Some fans are also giving back to the community by donating clothing, medical supplies and other basic needs to the homeless and other vulnerable populations near Detroit’s Cass Park.

“We respect the club … and we respect each other and recognize how we support each other as we grow,” said Hamtramck councilor Amanda Jaczkowski, who was a longtime season ticket holder with family members.

Amanda Jaczkowski, Hamtramck council member who was a longtime season ticket holder with family members.

Involving the community in the team is what Wright — an accomplished local TV producer — and several friends were hoping for when they discussed starting a club more than a decade ago.

“It was an idea whose time had come,” he said.

The partners formed Detroit City FC, a minor league football team whose motto is “passion for our city, passion for the game.” The club’s mission was to meet the demand for football in downtown Detroit, represent the city in a positive light, and build community through “the beautiful game.”

The team originally played at the Cass Tech High School football field, where more than a thousand spectators turned out for the first game. In the third season, the game attendance exceeded 3,000 people, which required a major build-up. Team owners found it at Keyworth Stadium in 2015 and coordinated a fundraiser from 527 investors who donated $741,250 towards the site’s renovation.

In 2018, the owners converted an empty 75,000-square-foot field house into a practice space. The site, which was occasionally used by the Detroit Red Wings from the late 1990s to the mid-2010s, features two soccer fields, club offices and a bar.

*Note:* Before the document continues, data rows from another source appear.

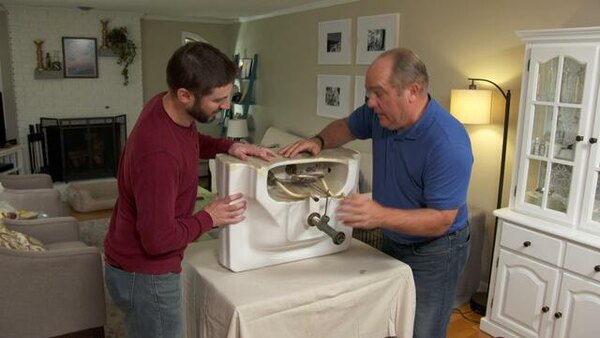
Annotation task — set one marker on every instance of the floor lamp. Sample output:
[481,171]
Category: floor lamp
[473,106]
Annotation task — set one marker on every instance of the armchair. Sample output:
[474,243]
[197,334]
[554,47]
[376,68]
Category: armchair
[32,192]
[54,292]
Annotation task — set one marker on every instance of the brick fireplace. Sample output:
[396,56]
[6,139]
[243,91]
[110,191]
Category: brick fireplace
[83,148]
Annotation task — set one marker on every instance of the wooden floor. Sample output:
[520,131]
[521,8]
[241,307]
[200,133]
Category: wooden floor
[464,323]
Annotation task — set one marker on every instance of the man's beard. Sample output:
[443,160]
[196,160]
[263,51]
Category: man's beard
[200,115]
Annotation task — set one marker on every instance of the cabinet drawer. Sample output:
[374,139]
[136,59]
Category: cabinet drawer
[583,261]
[531,243]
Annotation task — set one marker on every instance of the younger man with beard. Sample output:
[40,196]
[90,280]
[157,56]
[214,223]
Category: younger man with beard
[152,221]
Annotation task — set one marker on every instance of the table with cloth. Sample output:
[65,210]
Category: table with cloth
[359,292]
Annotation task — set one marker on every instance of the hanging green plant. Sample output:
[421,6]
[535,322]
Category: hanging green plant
[124,48]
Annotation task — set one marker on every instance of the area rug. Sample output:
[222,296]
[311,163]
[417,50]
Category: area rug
[92,232]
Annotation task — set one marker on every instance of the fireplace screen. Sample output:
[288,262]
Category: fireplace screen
[84,148]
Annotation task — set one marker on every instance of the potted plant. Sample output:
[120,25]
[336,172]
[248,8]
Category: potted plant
[124,48]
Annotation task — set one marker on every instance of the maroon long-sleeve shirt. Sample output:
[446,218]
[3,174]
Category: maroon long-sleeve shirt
[152,221]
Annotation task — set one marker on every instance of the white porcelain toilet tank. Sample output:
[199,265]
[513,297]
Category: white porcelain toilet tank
[291,207]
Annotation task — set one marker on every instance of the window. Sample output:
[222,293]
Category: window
[191,37]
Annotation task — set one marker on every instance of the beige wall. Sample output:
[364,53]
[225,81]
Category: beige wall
[456,39]
[161,38]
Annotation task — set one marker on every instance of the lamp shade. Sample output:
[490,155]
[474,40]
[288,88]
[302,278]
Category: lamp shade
[471,106]
[237,128]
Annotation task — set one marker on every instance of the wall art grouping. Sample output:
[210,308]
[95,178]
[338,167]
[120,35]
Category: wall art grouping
[374,35]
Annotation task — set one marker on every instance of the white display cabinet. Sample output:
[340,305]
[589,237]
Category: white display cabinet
[545,280]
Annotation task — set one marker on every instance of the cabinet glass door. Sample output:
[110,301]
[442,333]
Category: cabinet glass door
[556,115]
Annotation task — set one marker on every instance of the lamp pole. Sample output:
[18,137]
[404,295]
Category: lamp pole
[479,299]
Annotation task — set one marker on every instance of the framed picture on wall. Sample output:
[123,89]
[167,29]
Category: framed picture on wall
[375,35]
[333,95]
[334,42]
[80,58]
[359,91]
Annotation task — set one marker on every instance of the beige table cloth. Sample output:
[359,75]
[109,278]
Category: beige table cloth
[360,292]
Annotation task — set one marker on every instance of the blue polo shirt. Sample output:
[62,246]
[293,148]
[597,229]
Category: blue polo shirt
[425,166]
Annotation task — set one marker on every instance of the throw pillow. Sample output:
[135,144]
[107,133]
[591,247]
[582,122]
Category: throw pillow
[12,239]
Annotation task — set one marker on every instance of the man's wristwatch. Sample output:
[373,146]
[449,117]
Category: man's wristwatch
[318,137]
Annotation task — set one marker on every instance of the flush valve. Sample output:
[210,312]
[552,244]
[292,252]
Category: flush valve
[320,222]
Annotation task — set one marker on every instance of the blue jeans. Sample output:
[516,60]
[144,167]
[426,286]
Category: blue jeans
[151,303]
[436,266]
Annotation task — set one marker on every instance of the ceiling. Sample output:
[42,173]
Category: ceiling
[194,10]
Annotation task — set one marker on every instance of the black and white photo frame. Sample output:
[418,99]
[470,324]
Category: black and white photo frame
[333,95]
[360,92]
[334,42]
[375,35]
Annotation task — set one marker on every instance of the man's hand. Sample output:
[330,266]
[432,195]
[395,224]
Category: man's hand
[311,145]
[224,213]
[243,150]
[359,211]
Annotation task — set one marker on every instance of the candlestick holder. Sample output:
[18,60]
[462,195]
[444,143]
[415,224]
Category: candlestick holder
[104,45]
[39,54]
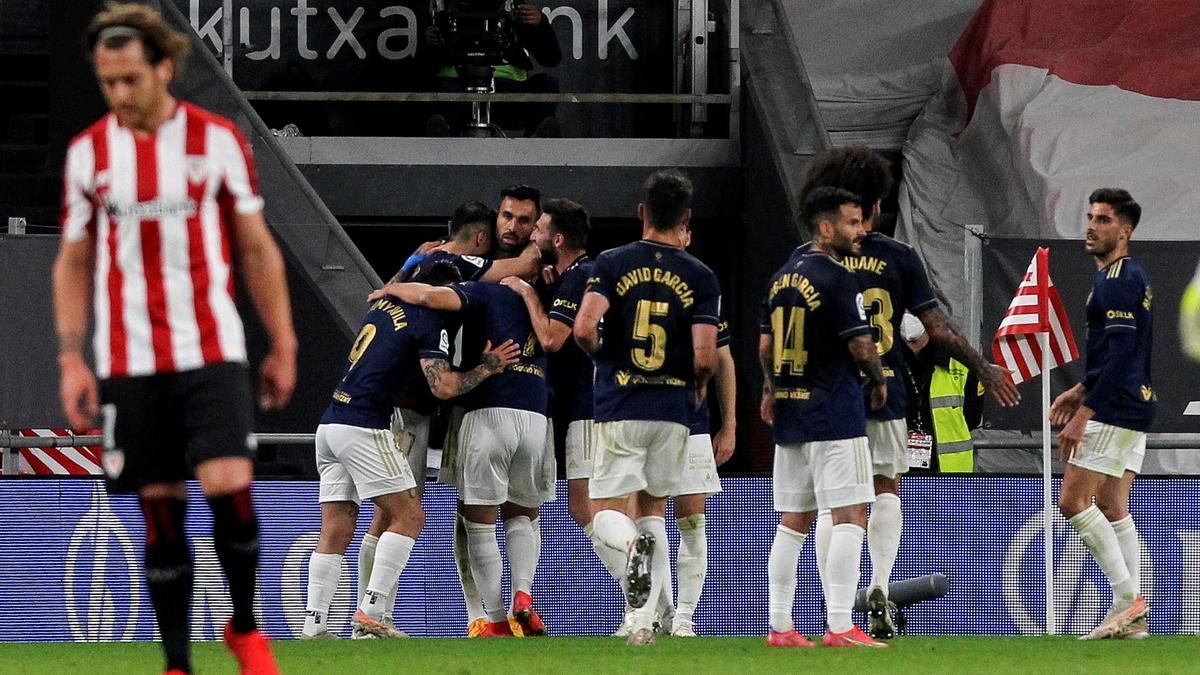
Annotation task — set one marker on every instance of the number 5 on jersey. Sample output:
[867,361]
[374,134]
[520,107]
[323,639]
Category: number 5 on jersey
[654,354]
[789,340]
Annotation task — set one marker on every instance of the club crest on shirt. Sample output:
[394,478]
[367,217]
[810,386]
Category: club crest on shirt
[197,171]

Being a team owner wasn’t what Wright envisioned growing up in Detroit and Plymouth. Although he loved sports, his interests included traveling and screenwriting, which led him to the University of Michigan. Wright, who holds degrees in Italian Studies and Film/Video Studies, credits his mentor, Jim Burnstein, director of UM’s screenwriting program, with developing his creativity.

“The goal of each semester was to write a screenplay, which was tough, but what drove it all was Jim’s motivational gift,” Wright said. “I’ve never felt more confident about the idea of ​​writing than when I walked out of one of his lectures. You can also tell he’s a sports fan who has this big run-through-a-wall energy.”

Burnstein praised Wright for his achievements.

“Here was a visionary kid who saw the world through different eyes, and when he had his chance, he shaped something special in a city he obviously loves,” Burnstein said. “He just wanted to make a big difference in Detroit. And I think that’s something kids learn at UM and in our program, no matter where they go.”

Detroit City Football Club DCFC

As he reflects on the club’s next 10 years, Wright said he sees the men’s and women’s teams continue to thrive on the field and grow among fans in the region and beyond.

“This is the club I want to take my grandchildren to and with them a generation that has come to love the sport of red and gold,” he said.

The men’s team, known as “Le Rouge”, ended 2021 as third division champions of the National Independent Soccer Association. Before the end of the year, they announced their intention to join the second division of the USL championship.

In addition to the men’s team, the club established a semi-professional team for women in 2020. The team only played three games in the season curtailed by the COVID pandemic. Last summer, they finished third in the Midwest North division of the UWS League. They’re playing in the USL-W League this spring.